Generally speaking, most bugs go dormant in the winter season - great news for outdoor enthusiasts. (Give a cheer, mosquitoes are gone!) But, there is one disease-carrying bug that still remains a threat to gardeners, campers, hikers and walkers: the black-legged tick.
Although tick activity is high in the warm months beginning in spring, tick bites in winter are common. After all, ticks need blood to survive; and they will seek out humans, pets and livestock to remain active. Studies suggest that deer ticks hide underneath leaves and on firewood to stay insulated during the winter months. As long as temperatures are above freezing, tick bites and tick-borne illnesses threaten humans and animals.
"Diseases transmitted by ticks in North America include: Lyme disease, Rocky Mountain spotted fever, Powassan virus, American boutonneuse fever, tularemia, Colorado tick fever, ehrlichiosis, anaplasmosis, babesiosis, relapsing fever, and tick paralysis." (Thought Co. "Do Ticks Bite In Winter?")

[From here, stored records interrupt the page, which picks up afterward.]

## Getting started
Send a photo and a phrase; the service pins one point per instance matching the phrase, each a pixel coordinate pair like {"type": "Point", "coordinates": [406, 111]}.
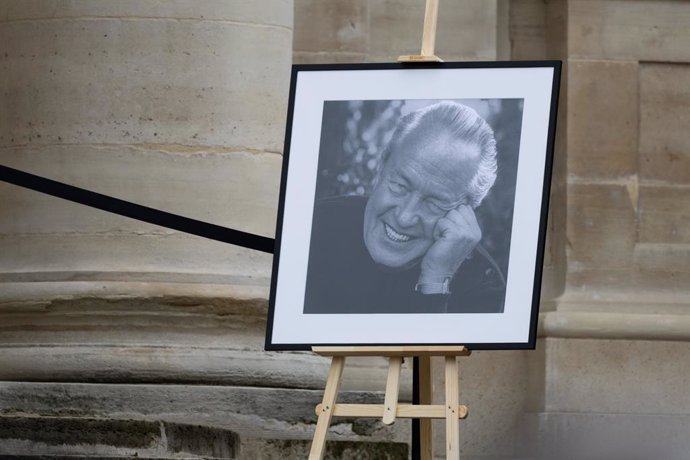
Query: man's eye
{"type": "Point", "coordinates": [435, 207]}
{"type": "Point", "coordinates": [397, 188]}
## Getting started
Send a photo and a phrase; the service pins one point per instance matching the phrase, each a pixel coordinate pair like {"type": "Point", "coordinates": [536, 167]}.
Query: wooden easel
{"type": "Point", "coordinates": [452, 411]}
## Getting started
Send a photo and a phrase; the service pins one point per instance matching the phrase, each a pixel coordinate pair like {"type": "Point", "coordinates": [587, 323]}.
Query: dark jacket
{"type": "Point", "coordinates": [343, 278]}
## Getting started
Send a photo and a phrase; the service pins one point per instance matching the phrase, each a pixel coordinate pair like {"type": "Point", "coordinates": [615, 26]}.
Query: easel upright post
{"type": "Point", "coordinates": [327, 407]}
{"type": "Point", "coordinates": [428, 36]}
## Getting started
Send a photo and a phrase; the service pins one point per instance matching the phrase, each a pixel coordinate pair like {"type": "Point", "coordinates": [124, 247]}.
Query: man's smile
{"type": "Point", "coordinates": [396, 236]}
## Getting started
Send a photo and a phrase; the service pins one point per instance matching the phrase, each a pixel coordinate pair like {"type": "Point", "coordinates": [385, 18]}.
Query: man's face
{"type": "Point", "coordinates": [420, 182]}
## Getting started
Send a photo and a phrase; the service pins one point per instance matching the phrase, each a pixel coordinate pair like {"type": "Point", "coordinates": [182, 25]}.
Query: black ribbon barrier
{"type": "Point", "coordinates": [136, 211]}
{"type": "Point", "coordinates": [165, 219]}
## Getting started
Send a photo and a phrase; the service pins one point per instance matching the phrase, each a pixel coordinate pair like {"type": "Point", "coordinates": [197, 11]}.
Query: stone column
{"type": "Point", "coordinates": [110, 325]}
{"type": "Point", "coordinates": [621, 328]}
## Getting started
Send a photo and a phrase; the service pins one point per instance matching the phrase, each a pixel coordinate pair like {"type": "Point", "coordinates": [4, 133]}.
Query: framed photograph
{"type": "Point", "coordinates": [413, 205]}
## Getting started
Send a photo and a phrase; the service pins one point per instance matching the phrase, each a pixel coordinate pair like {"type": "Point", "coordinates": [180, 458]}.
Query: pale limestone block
{"type": "Point", "coordinates": [333, 26]}
{"type": "Point", "coordinates": [586, 436]}
{"type": "Point", "coordinates": [260, 13]}
{"type": "Point", "coordinates": [664, 215]}
{"type": "Point", "coordinates": [602, 118]}
{"type": "Point", "coordinates": [466, 29]}
{"type": "Point", "coordinates": [618, 376]}
{"type": "Point", "coordinates": [557, 20]}
{"type": "Point", "coordinates": [327, 57]}
{"type": "Point", "coordinates": [665, 260]}
{"type": "Point", "coordinates": [493, 386]}
{"type": "Point", "coordinates": [143, 256]}
{"type": "Point", "coordinates": [121, 81]}
{"type": "Point", "coordinates": [601, 227]}
{"type": "Point", "coordinates": [528, 29]}
{"type": "Point", "coordinates": [555, 261]}
{"type": "Point", "coordinates": [644, 30]}
{"type": "Point", "coordinates": [664, 122]}
{"type": "Point", "coordinates": [223, 186]}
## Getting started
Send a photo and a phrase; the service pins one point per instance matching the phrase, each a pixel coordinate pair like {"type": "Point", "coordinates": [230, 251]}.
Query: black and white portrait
{"type": "Point", "coordinates": [414, 205]}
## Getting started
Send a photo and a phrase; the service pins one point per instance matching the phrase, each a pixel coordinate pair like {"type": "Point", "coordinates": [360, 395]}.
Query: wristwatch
{"type": "Point", "coordinates": [433, 288]}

This is why individuals need to take precautions to avoid tick bites. The methods from summer still apply in the winter season:
- Wear bright colored clothes to easily spot a tick;
- Perform a thorough tick-check after outdoor activity on both yourself and your pet. For pets, brush through hair and check behind the ears and on legs.
- Carry tick-remover tools to successfully remove a tick. Do not burn the skin or rip out the tick by hand.